Frank Schäffler: Die FDP-Fraktion muss auch in einer Regierungskoalition eine eigenständige Rolle spielen. Sie muss auch einmal ein Stoppschild hochhalten und sagen, da machen wir nicht mit. So zuletzt geschehen, beim Thema Impfpflicht. Letztendlich ist die Impfpflicht in Deutschland gescheitert, weil die FDP den Rücken gerade gemacht und nicht zugestimmt hat, was belegt, dass die Fraktion schon eine eigenständige Rolle spielen kann. Das muss sie aber öfter machen. Wir dürfen nicht nur administrieren, was die Regierung quasi im Kabinett beschließt und der Beschluss dann im Parlament durch uns nur noch abgenickt wird, sondern wir müssen ein Teil dieses Machtspiels sein und unsere eigenen Interessen durchsetzen. Denn die sind nicht immer identisch mit denen der Kabinettsmitglieder. Das betrifft übrigens auch die Kabinettsmitglieder der eigenen Partei. Und in der Fraktion ist man immer gut beraten, wenn es nicht nur einen Abgeordneten gibt, der in den Debatten in Erscheinung tritt.

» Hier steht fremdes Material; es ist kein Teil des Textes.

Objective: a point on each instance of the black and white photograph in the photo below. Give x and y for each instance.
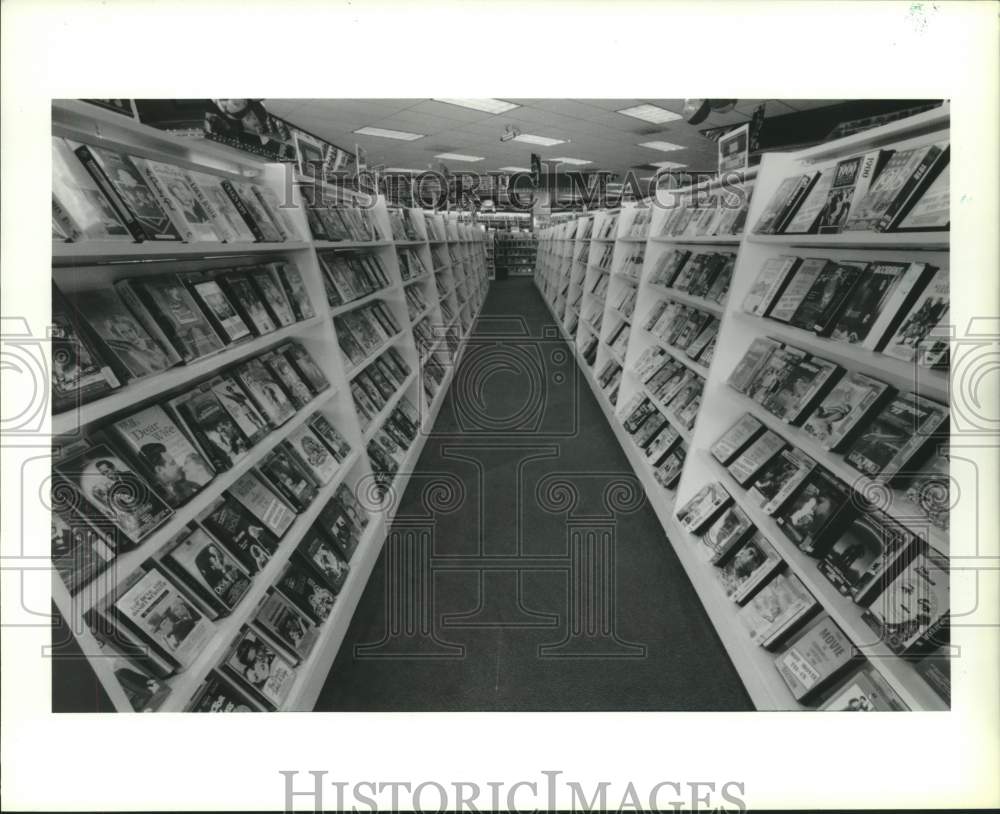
(536, 414)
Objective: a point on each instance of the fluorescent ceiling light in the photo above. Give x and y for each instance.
(663, 146)
(485, 105)
(383, 133)
(459, 157)
(651, 113)
(544, 141)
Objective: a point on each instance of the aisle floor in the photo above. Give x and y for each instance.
(526, 569)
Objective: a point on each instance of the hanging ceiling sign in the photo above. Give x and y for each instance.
(734, 150)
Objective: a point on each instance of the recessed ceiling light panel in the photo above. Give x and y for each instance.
(485, 105)
(651, 113)
(459, 157)
(381, 132)
(543, 141)
(662, 146)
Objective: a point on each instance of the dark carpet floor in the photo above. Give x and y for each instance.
(525, 569)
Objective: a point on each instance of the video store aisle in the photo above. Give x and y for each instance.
(525, 569)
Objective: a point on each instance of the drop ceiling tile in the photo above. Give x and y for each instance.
(442, 110)
(611, 104)
(810, 104)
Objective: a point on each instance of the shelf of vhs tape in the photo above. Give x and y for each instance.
(731, 573)
(210, 476)
(816, 485)
(657, 460)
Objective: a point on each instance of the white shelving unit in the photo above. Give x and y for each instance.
(81, 266)
(721, 406)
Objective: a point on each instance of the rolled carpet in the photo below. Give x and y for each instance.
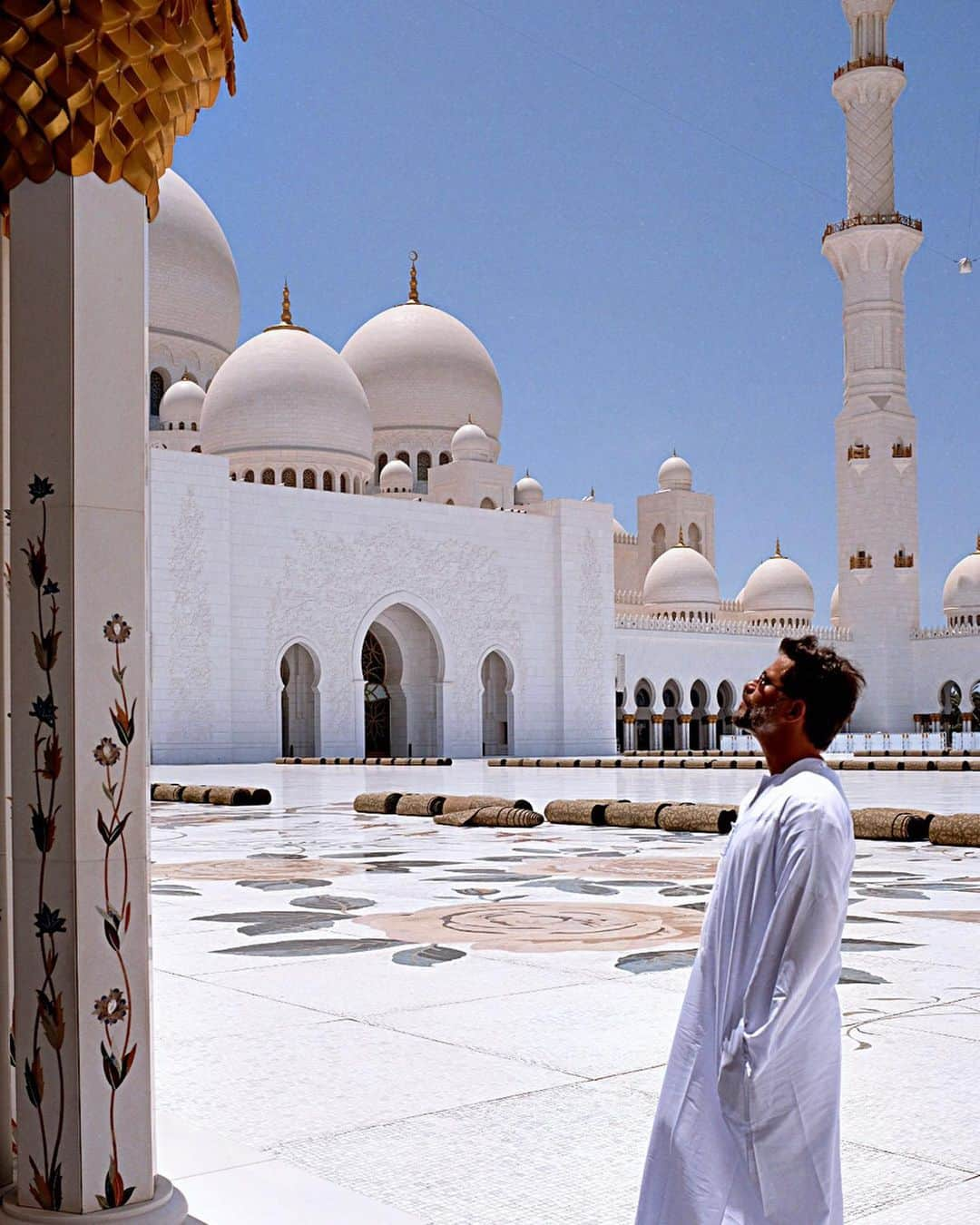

Stichwort Führung: Wenn die FDP das alles beherzigt, hat sie eine Chance. Aber es wird nur funktionieren, wenn sie es aus innerer Überzeugung tut und mit allem bricht, wofür beispielsweise ein Gerhart Baum steht. Sie braucht in ihrer Führung neben Christian Lindner Persönlichkeiten, die für genau diese sieben Punkte stehen. Sie hat solche Politiker – beispielsweise Oliver Luksic oder Frank Schäffler, vielleicht auch andere.

Frank Schäffler: Mit der Person Oliver Luksic liegt Rainer Zitelmann völlig richtig. Gerhart Baum spielt in der FDP keine Rolle mehr. Baum wird nur von den öffentlichen Medien hochgejagt, weil man einen Stachel setzen will. Klar ist, die FDP und die Bundesfraktion besteht aus unterschiedlichen Charakterköpfen. Und davon bin ich natürlich auch einer – aber wie gesagt: Ich bin nicht der Einzige.

DS-Magazin: Sie würden also nicht Christian Lindners legendären Satz „Besser nicht regieren, als schlecht regieren“ auf die jetzige Koalition zugespitzt sehen?

Frank Schäffler: Was wäre denn die Alternative? Da die Union es in die Büsche geschlagen hat, wurden wir faktisch in dieser Koalition gedrängt. Insofern sind wir durchaus in einer etwas misslichen Situation. Aber es muss die Frage erlaubt sein, was hätte eine Koalition mit der CDU/CSU in der Pandemie, oder durch den Ukraine-Krieg, oder beim Sondervermögen für die Bundeswehr und bei den Energiepreisen anders gemacht? Vor allem, wenn man um die Affinität der CDU zu den Bündnisgrünen weiß.